October 31, 2017

Status dan Kebersamaan yang Hilang



Wow… sudah tanggal 31 Oktober. Bulan sudah sampai di penghujungnya. Artinya, ini hari terakhir bagi saya membuat tulisan baru, haha. Yah, beginilah saya, kalau tidak ditarget satu bulan minimal satu tulisan, mungkin blog ini seperti pemakaman, sepi. Sudah ditarget pun kadang kecolongan sampai kebablasan tidak bikin tulisan sama sekali, atau tetap bikin tapi ditunda-tunda sampai injury time. Padahal sebagai civitas psikologi, semestinya saya mengerti betul prokrastinasi dan cara menghadapinya. Tetapi sebagai pembenaran, kalau dokter saja boleh flu, semestinya psikolog juga boleh prokrastinasi dong, hehe.

Lumayan satu paragraf :p

By the way kembali ke tema, tentang status dan kebersamaan yang hilang. Ide tulisan ini sebenarnya berawal dari pertanyaan beberapa teman tentang diri saya yang semenjak menikah jarang (atau bahkan tidak pernah) update status lagi di Black Berry Messenger (FYI, saya tidak punya medsos mainstream macam Facebook, Twitter, IG, dll).

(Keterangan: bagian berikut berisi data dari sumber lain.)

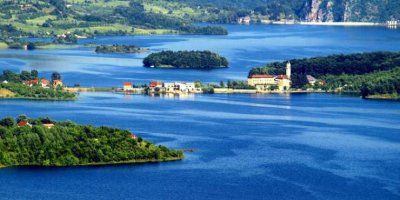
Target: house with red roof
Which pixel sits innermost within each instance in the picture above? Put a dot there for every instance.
(268, 82)
(31, 83)
(44, 83)
(23, 123)
(57, 83)
(128, 86)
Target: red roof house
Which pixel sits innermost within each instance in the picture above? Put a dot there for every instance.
(24, 123)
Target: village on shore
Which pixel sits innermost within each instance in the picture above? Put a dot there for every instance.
(257, 83)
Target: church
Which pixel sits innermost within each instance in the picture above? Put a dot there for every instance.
(266, 82)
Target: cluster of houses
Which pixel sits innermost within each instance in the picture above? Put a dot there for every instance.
(392, 24)
(267, 82)
(44, 83)
(166, 87)
(244, 20)
(23, 123)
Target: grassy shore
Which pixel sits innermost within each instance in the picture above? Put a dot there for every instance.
(4, 93)
(394, 97)
(3, 45)
(143, 161)
(39, 99)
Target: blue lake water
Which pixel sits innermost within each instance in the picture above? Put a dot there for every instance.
(316, 146)
(245, 47)
(303, 146)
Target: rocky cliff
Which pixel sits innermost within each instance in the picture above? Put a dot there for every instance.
(351, 10)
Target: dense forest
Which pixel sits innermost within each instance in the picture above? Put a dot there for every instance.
(373, 71)
(44, 142)
(380, 83)
(120, 49)
(186, 59)
(52, 18)
(301, 10)
(12, 84)
(360, 63)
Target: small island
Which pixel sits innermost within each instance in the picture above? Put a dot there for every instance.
(45, 142)
(28, 85)
(374, 75)
(120, 49)
(186, 60)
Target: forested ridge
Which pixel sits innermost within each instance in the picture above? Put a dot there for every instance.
(369, 73)
(50, 18)
(13, 82)
(68, 144)
(186, 59)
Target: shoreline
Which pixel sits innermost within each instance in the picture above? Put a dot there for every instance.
(347, 24)
(117, 163)
(38, 99)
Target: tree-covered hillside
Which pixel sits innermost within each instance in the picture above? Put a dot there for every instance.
(373, 73)
(44, 142)
(98, 17)
(352, 64)
(304, 10)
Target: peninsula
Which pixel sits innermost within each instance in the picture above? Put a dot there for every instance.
(44, 142)
(186, 60)
(28, 85)
(372, 75)
(120, 49)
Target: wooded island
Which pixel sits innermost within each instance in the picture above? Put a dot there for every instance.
(186, 60)
(120, 49)
(44, 142)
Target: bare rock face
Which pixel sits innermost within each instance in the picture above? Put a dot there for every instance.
(321, 11)
(315, 14)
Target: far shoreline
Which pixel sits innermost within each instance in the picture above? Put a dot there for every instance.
(101, 164)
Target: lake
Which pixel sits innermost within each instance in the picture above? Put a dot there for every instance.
(299, 146)
(245, 47)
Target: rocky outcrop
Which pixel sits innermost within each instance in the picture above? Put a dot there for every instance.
(321, 11)
(351, 10)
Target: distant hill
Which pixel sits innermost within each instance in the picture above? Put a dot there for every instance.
(304, 10)
(98, 17)
(126, 17)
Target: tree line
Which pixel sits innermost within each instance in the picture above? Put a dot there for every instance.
(186, 59)
(14, 83)
(69, 144)
(351, 64)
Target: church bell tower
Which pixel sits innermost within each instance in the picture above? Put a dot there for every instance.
(288, 69)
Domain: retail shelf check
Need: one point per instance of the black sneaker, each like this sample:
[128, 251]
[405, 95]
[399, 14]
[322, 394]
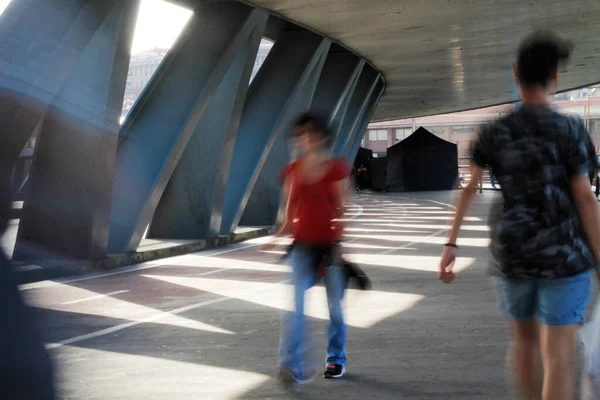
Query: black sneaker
[334, 371]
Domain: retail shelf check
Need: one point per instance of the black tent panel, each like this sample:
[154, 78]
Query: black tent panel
[378, 173]
[422, 162]
[363, 158]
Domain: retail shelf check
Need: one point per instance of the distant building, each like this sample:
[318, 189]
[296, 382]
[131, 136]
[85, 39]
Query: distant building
[141, 68]
[462, 127]
[143, 65]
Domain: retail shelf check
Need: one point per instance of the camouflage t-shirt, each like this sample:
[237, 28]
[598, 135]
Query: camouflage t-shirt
[534, 152]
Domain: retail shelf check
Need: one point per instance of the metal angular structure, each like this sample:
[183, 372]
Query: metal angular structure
[68, 204]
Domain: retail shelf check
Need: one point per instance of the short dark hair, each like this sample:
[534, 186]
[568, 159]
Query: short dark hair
[539, 55]
[318, 123]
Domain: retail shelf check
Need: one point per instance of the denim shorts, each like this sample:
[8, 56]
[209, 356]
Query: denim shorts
[554, 301]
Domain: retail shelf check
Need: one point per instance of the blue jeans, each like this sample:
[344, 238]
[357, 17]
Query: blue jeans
[304, 274]
[553, 301]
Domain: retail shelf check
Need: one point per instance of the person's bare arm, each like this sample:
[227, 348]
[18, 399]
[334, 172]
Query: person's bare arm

Kalau dipikir-pikir dugaan mereka ada benarnya. Bahkan meski tidak dipikir-pikir pun dugaan mereka tetap ada benarnya, karena nyatanya saya memang jarang sekali update status. Seingat saya malah saya tidak pernah lagi update status di BBM setelah menikah. Sedangkan di WhatsApp kalau tidak salah pernah update 2 – 3 kali.

Kelangkaan saya dalam updating status bukan karena malas atau tidak ada hal menarik lagi yang saya alami. Sebaliknya, kejadian menarik berupa momen lucu, sedih, senang, berkesan atau apapun masih berseliweran mengisi hari-hari saya. Bedanya, saya tidak tertarik lagi membaginya ke khalayak umum. Saya lebih suka membagi hal tersebut kepada pasangan saya, yang dengan itu kami bisa saling menimpali, memberikan feedback, dan memaknainya bersama-sama. Saya kira dengan begitu saya dapat menyiasati penyakit utama kaum Adam berupa talk less (irit bicara).

Perlu diketahui, laki-laki memiliki penyakit bawaan yang sangat tidak disukai kaum wanita, yaitu irit bicara. Hematnya laki-laki dalam berbicara sering diartikan perempuan sebagai bentuk ketidakacuhan, cuek, tidak perhatian atau bahkan pengucilan. Sebenarnya permasalahannya tidak sesederhana itu. Pembicaraan laki-laki yang terkesan “seadanya” sejatinya karena stok kata yang mereka miliki dalam sehari memang sedikit, hanya berkisar 6 – 7 ribu kata saja. Berbeda jauh dengan perempuan yang memiliki stok 18 – 20 ribu kata. Sehingga jika stok yang sedikit itu digunakan untuk “foya-foya” sesuatu yang mubazir, maka jangan heran kalau ada pihak yang akan merasa dicueki atau tidak diperhatikan.

Kembali ke masalah update status, saya kira permasalahan keluarga zaman sekarang, berupa renggangnya simpul kekeluargaan, juga bermula dari sana. Jika masing-masing anggota keluarga punya smartphone dan sibuk berbagi hal-hal yang mereka alami di media sosial, maka tidak ada hal yang menarik lagi yang akan dibicarakan di antara anggota keluarga karena masing-masing telah mendapatkan atensi yang mereka ingin dan perlukan dari teman-teman dunia mayanya.

Hal ini berbeda sekali dengan era 90an dulu. Meskipun jumlah penduduk tidak sepadat sekarang, tapi ikatan tali persaudaraan begitu rapat terajut. Di warung, para pelanggan saling bercengkrama. Di kendaraan umum, para penumpang saling berbicara. Di pasar, pembeli dan penjual saling bertegur sapa. Sekarang, semua itu dilakukan di media sosial dengan update status. Ini menjadi ironi, berdasarkan data, penduduk dunia senantiasa bertambah setiap tahunnya. Tetapi berdasarkan fakta, kehidupan terasa begitu sepi karena sebagian besar penduduk bumi telah hijrah ke dunia maya.